Is AI safety about systems becoming malevolent or conscious?

Concern about existential risk from misaligned AI is not based on worries that AI systems will become conscious, turn evil, or develop motivations like revenge or hatred.

AI systems of the future may or may not be conscious, but they can be dangerous regardless. Stuart Russell has written[1]: "The primary concern is not spooky emergent consciousness but simply the ability to make high-quality decisions."

AI systems may become 1) extremely competent at making decisions that achieve their goals, while also being 2) indifferent to things we value highly (like human life or happiness). And unfortunately, many of a highly-competent AI’s plans would have destructive side-effects on anything the AI does not specifically value.

Here's one (highly condensed) version of the basic case for concern:

  1. As AIs improve, they're likely to become much better than us at producing plans for achieving their goals, and at carrying out those plans.

  2. We don't know how to reliably give an AI particular goals. Therefore, it's very likely that an AI created using current methods will end up with some goal or set of goals that we didn't intend to give it.

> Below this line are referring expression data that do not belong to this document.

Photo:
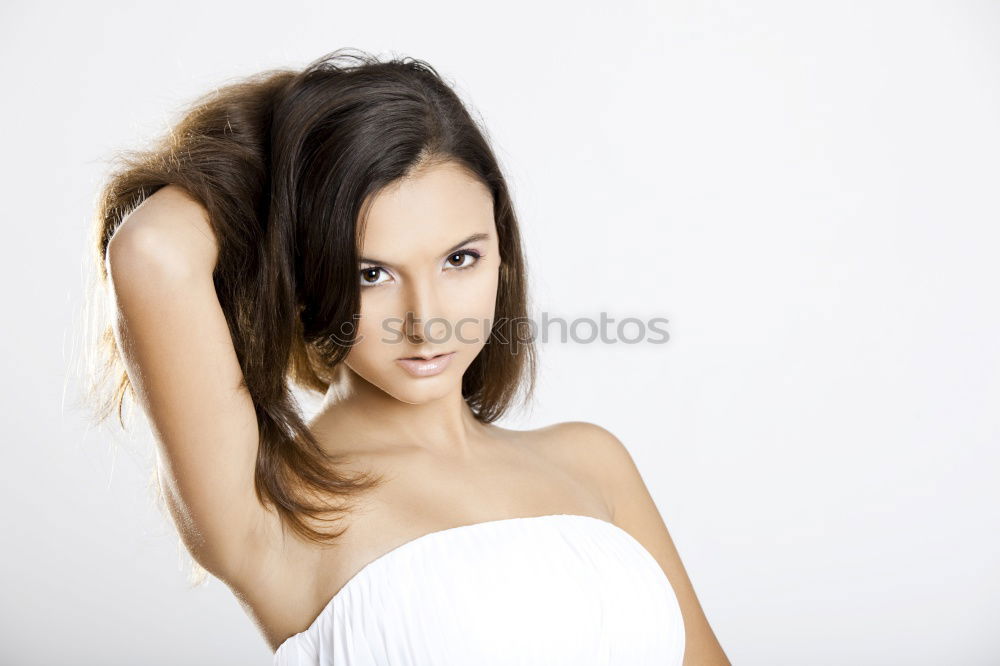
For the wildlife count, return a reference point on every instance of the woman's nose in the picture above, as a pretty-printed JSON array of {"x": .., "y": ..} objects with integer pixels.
[{"x": 421, "y": 314}]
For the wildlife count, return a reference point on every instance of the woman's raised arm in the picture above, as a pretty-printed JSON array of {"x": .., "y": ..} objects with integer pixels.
[{"x": 180, "y": 358}]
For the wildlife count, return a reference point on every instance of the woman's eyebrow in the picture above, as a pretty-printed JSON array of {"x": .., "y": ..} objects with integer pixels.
[{"x": 470, "y": 239}]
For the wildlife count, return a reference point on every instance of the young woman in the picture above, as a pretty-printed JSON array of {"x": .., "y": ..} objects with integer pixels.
[{"x": 346, "y": 228}]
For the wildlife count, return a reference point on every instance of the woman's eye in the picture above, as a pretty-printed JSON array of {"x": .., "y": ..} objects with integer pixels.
[
  {"x": 369, "y": 277},
  {"x": 458, "y": 259}
]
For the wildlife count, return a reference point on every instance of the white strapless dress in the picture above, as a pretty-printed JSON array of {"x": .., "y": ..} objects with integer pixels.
[{"x": 550, "y": 590}]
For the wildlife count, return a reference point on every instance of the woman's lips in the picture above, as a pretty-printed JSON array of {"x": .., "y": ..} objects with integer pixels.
[{"x": 428, "y": 368}]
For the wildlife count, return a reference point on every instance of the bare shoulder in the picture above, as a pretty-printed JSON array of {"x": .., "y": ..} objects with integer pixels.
[
  {"x": 607, "y": 460},
  {"x": 588, "y": 447},
  {"x": 172, "y": 227}
]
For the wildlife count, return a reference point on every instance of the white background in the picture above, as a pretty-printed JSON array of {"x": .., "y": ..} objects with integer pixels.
[{"x": 807, "y": 191}]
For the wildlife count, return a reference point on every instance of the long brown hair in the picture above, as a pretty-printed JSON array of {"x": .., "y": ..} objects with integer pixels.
[{"x": 284, "y": 162}]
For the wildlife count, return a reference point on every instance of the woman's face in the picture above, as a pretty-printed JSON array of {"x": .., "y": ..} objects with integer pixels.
[{"x": 428, "y": 274}]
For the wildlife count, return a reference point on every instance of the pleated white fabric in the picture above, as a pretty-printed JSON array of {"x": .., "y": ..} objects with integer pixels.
[{"x": 550, "y": 590}]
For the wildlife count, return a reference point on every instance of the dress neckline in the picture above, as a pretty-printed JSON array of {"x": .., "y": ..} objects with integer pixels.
[{"x": 406, "y": 545}]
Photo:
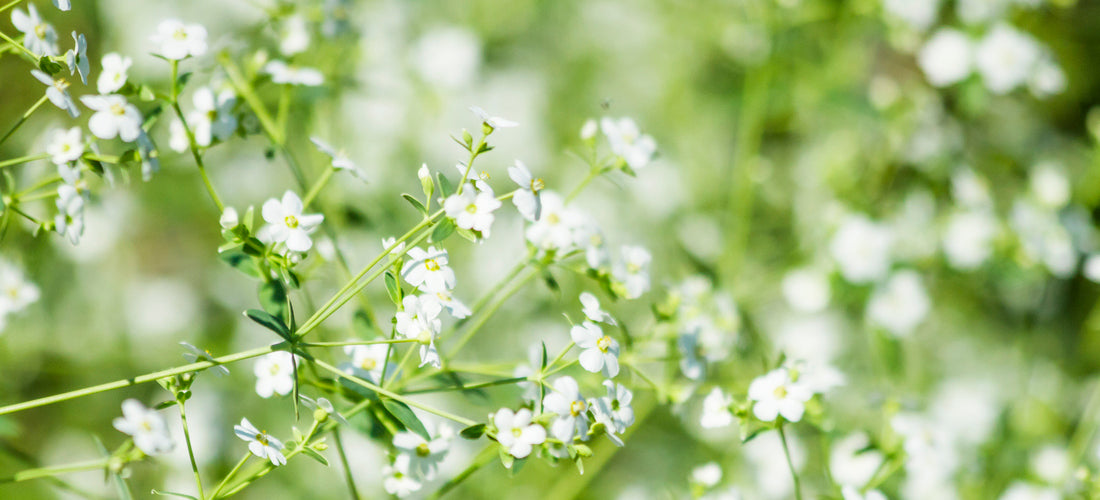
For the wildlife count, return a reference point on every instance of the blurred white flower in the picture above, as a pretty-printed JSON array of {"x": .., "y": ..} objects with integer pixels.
[
  {"x": 177, "y": 41},
  {"x": 261, "y": 443},
  {"x": 946, "y": 57},
  {"x": 146, "y": 426}
]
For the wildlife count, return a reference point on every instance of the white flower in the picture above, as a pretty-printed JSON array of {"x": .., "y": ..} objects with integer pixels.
[
  {"x": 634, "y": 273},
  {"x": 146, "y": 426},
  {"x": 283, "y": 73},
  {"x": 178, "y": 41},
  {"x": 472, "y": 209},
  {"x": 806, "y": 290},
  {"x": 77, "y": 57},
  {"x": 428, "y": 269},
  {"x": 261, "y": 444},
  {"x": 493, "y": 122},
  {"x": 295, "y": 36},
  {"x": 69, "y": 219},
  {"x": 526, "y": 199},
  {"x": 628, "y": 142},
  {"x": 592, "y": 311},
  {"x": 600, "y": 353},
  {"x": 113, "y": 74},
  {"x": 340, "y": 159},
  {"x": 114, "y": 118},
  {"x": 41, "y": 37},
  {"x": 367, "y": 360},
  {"x": 716, "y": 411},
  {"x": 15, "y": 291},
  {"x": 287, "y": 224},
  {"x": 900, "y": 304},
  {"x": 397, "y": 480},
  {"x": 777, "y": 395},
  {"x": 65, "y": 145},
  {"x": 614, "y": 410},
  {"x": 57, "y": 92},
  {"x": 571, "y": 409},
  {"x": 946, "y": 57},
  {"x": 861, "y": 250},
  {"x": 424, "y": 455},
  {"x": 1005, "y": 57}
]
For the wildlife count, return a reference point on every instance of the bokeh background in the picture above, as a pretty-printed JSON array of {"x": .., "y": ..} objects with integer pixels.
[{"x": 776, "y": 122}]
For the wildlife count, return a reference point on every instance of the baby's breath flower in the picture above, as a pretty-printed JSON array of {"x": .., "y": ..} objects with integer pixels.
[{"x": 261, "y": 443}]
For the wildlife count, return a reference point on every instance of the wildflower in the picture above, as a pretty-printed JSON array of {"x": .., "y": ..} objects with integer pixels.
[
  {"x": 113, "y": 74},
  {"x": 77, "y": 57},
  {"x": 340, "y": 159},
  {"x": 261, "y": 443},
  {"x": 946, "y": 57},
  {"x": 283, "y": 73},
  {"x": 65, "y": 145},
  {"x": 493, "y": 122},
  {"x": 526, "y": 199},
  {"x": 600, "y": 352},
  {"x": 177, "y": 41},
  {"x": 146, "y": 426},
  {"x": 777, "y": 395},
  {"x": 900, "y": 304},
  {"x": 592, "y": 310},
  {"x": 40, "y": 36},
  {"x": 114, "y": 118},
  {"x": 397, "y": 480},
  {"x": 287, "y": 224},
  {"x": 627, "y": 142},
  {"x": 367, "y": 360},
  {"x": 428, "y": 269},
  {"x": 516, "y": 432},
  {"x": 57, "y": 92},
  {"x": 716, "y": 410},
  {"x": 473, "y": 210},
  {"x": 274, "y": 374},
  {"x": 571, "y": 409}
]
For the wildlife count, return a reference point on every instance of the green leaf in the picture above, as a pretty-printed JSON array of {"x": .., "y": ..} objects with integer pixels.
[
  {"x": 315, "y": 455},
  {"x": 473, "y": 432},
  {"x": 442, "y": 230},
  {"x": 416, "y": 203},
  {"x": 270, "y": 322},
  {"x": 404, "y": 413}
]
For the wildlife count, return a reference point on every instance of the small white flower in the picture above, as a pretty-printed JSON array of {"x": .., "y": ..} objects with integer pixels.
[
  {"x": 397, "y": 480},
  {"x": 516, "y": 432},
  {"x": 571, "y": 409},
  {"x": 526, "y": 199},
  {"x": 900, "y": 304},
  {"x": 57, "y": 92},
  {"x": 600, "y": 353},
  {"x": 493, "y": 122},
  {"x": 628, "y": 142},
  {"x": 287, "y": 224},
  {"x": 65, "y": 145},
  {"x": 428, "y": 269},
  {"x": 777, "y": 395},
  {"x": 716, "y": 411},
  {"x": 178, "y": 41},
  {"x": 261, "y": 443},
  {"x": 283, "y": 73},
  {"x": 146, "y": 426},
  {"x": 274, "y": 374},
  {"x": 40, "y": 36},
  {"x": 114, "y": 73},
  {"x": 592, "y": 311},
  {"x": 1005, "y": 57},
  {"x": 114, "y": 118},
  {"x": 472, "y": 209}
]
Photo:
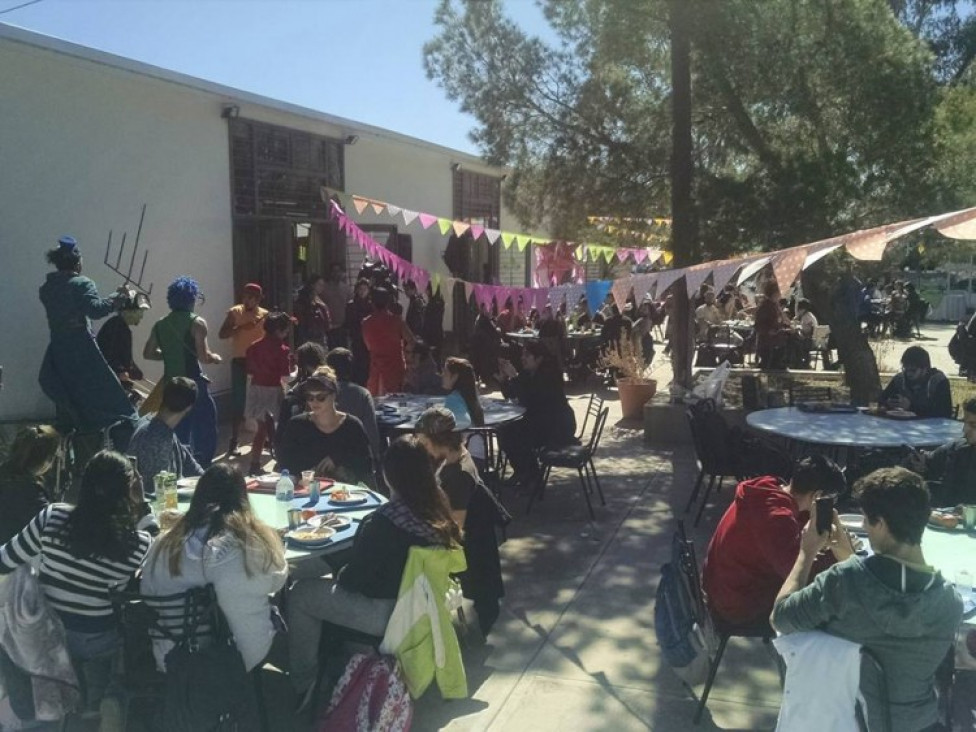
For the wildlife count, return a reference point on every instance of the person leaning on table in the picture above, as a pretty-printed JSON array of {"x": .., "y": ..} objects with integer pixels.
[
  {"x": 892, "y": 603},
  {"x": 953, "y": 464}
]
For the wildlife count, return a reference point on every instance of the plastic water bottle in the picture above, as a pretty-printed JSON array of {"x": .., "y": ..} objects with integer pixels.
[{"x": 284, "y": 488}]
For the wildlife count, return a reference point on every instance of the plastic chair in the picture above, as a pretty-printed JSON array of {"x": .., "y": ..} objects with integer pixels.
[{"x": 578, "y": 457}]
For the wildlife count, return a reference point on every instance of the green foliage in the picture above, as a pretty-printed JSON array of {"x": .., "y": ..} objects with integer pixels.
[{"x": 810, "y": 118}]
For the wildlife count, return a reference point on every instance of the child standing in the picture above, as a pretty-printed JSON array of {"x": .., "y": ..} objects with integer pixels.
[{"x": 268, "y": 362}]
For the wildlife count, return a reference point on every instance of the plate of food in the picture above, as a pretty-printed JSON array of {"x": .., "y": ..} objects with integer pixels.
[
  {"x": 347, "y": 497},
  {"x": 309, "y": 535}
]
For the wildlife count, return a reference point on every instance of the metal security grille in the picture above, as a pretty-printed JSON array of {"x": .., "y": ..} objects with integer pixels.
[{"x": 277, "y": 171}]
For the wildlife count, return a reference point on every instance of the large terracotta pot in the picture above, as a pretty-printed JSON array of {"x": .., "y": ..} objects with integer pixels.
[{"x": 634, "y": 394}]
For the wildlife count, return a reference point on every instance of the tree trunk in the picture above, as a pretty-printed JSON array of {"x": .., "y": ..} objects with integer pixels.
[
  {"x": 684, "y": 235},
  {"x": 831, "y": 292}
]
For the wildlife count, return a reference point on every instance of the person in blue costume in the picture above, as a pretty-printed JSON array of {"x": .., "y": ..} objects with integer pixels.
[
  {"x": 74, "y": 375},
  {"x": 180, "y": 341}
]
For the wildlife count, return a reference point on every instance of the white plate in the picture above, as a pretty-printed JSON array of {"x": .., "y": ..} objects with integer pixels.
[{"x": 852, "y": 521}]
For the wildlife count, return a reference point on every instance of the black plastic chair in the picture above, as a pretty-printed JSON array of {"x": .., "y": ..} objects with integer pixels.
[{"x": 578, "y": 457}]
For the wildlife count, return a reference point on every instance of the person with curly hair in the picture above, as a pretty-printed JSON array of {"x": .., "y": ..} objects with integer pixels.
[
  {"x": 179, "y": 340},
  {"x": 74, "y": 374}
]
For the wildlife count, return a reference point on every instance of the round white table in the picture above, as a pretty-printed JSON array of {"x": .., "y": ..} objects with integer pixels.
[{"x": 854, "y": 430}]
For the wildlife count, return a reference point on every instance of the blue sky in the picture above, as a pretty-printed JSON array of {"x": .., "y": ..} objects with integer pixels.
[{"x": 359, "y": 59}]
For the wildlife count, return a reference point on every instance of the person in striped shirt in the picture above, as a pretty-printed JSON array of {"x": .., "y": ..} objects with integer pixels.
[{"x": 83, "y": 551}]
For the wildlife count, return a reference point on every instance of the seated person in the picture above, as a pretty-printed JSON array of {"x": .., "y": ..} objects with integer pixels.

  3. For almost any goal maximized by a very powerful AI, it's probable that the most effective plan for achieving that goal will involve actions that are very bad for us, unless we're able to get the AI to "care" specifically about not doing things that are bad for us. Unfortunately, we don't know how to do that.


  1. In another publication, Russell has written “They need not be “conscious”; in some respects, they can even still be “stupid.” They just need to become very good at affecting the world and have goal systems that are not well understood and not in alignment with human goals (including the human goal of not going extinct).↩︎